OTTAWA, March 23 /CNW Telbec/ - Profits in Canada's residential construction industry will rebound this year, thanks to rising demand and prices. In contrast, non-residential construction profits are expected to decline to a six-year low in 2010, according to the Conference Board of Canada's forecasts for the residential and non-residential construction industries.
"Although the residential construction industry experienced a sharp contraction last year, its health is quickly improving. The number of housing starts has steadily improved since bottoming out last spring and prices are expected to reverse their decline," said Michael Burt, Associate Director, Industrial Economic Trends.
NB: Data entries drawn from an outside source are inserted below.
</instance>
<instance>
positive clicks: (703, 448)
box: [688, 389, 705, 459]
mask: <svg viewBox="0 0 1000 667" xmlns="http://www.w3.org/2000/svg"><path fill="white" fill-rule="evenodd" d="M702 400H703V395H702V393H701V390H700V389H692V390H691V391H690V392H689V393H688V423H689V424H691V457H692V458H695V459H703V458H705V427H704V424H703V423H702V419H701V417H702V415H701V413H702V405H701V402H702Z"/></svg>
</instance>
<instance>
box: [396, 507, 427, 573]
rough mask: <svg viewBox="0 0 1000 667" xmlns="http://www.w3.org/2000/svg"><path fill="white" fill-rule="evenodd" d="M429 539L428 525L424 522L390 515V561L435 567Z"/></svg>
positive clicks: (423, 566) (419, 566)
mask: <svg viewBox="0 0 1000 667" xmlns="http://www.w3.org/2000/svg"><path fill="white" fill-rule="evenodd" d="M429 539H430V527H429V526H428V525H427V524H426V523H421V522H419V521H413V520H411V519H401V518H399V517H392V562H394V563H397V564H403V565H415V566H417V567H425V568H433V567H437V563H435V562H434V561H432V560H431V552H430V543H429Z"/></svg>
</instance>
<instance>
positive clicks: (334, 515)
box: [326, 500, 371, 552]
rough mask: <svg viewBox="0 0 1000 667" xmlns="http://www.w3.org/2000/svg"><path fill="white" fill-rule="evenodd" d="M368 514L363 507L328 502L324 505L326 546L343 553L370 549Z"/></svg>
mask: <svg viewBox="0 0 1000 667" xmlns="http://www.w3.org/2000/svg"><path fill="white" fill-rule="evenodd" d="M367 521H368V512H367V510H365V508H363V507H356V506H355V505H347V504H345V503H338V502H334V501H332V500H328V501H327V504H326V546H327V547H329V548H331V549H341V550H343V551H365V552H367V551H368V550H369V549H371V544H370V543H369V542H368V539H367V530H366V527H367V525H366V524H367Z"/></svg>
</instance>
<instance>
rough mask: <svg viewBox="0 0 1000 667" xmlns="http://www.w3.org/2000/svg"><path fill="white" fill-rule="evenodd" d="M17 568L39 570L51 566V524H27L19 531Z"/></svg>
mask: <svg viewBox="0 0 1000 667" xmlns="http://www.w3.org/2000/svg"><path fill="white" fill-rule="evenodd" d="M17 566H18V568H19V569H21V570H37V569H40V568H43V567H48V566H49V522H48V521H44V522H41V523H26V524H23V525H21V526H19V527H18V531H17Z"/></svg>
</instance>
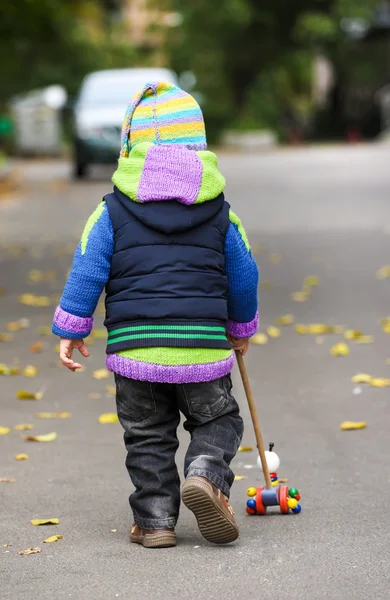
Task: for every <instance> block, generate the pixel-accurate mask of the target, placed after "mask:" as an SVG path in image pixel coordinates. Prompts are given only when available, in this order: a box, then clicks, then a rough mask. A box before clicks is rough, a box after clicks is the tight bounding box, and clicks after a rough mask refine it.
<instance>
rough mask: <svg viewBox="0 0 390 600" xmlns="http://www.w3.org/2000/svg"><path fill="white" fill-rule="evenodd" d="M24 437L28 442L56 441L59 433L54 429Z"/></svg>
mask: <svg viewBox="0 0 390 600" xmlns="http://www.w3.org/2000/svg"><path fill="white" fill-rule="evenodd" d="M24 439H25V440H27V442H54V440H56V439H57V434H56V433H55V431H52V432H51V433H45V434H43V435H26V436H25V438H24Z"/></svg>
For the residential industry, housing starts are forecast to jump from 147,600 units in 2009 to 180,500 this year. Following a decline last year, new home prices will increase 2.4 per cent this year, and will continue to experience healthy growth between 2011 and 2014. Pre-tax profits in the residential construction industry are forecast to rebound from a four year low to reach $2.7 billion in 2010. However, it will be 2012 before profits return to their pre-recession peak.
"On the other hand, the recovery for the non-residential construction industry will be slow to materialize. Declining spending on commercial and industrial buildings is more than offsetting a rise in spending on institutional structures. Total investment in non-residential construction is expected to fall by 2.3 per cent this year," said Burt.
With non-residential construction activity and prices both expected to fall this year, industry profits will decline by 19 per cent to $918 million in 2010. Although profits will begin to recover in 2011 thanks to increases in industrial and commercial spending, they are not expected to return to their pre-recession peak through 2014.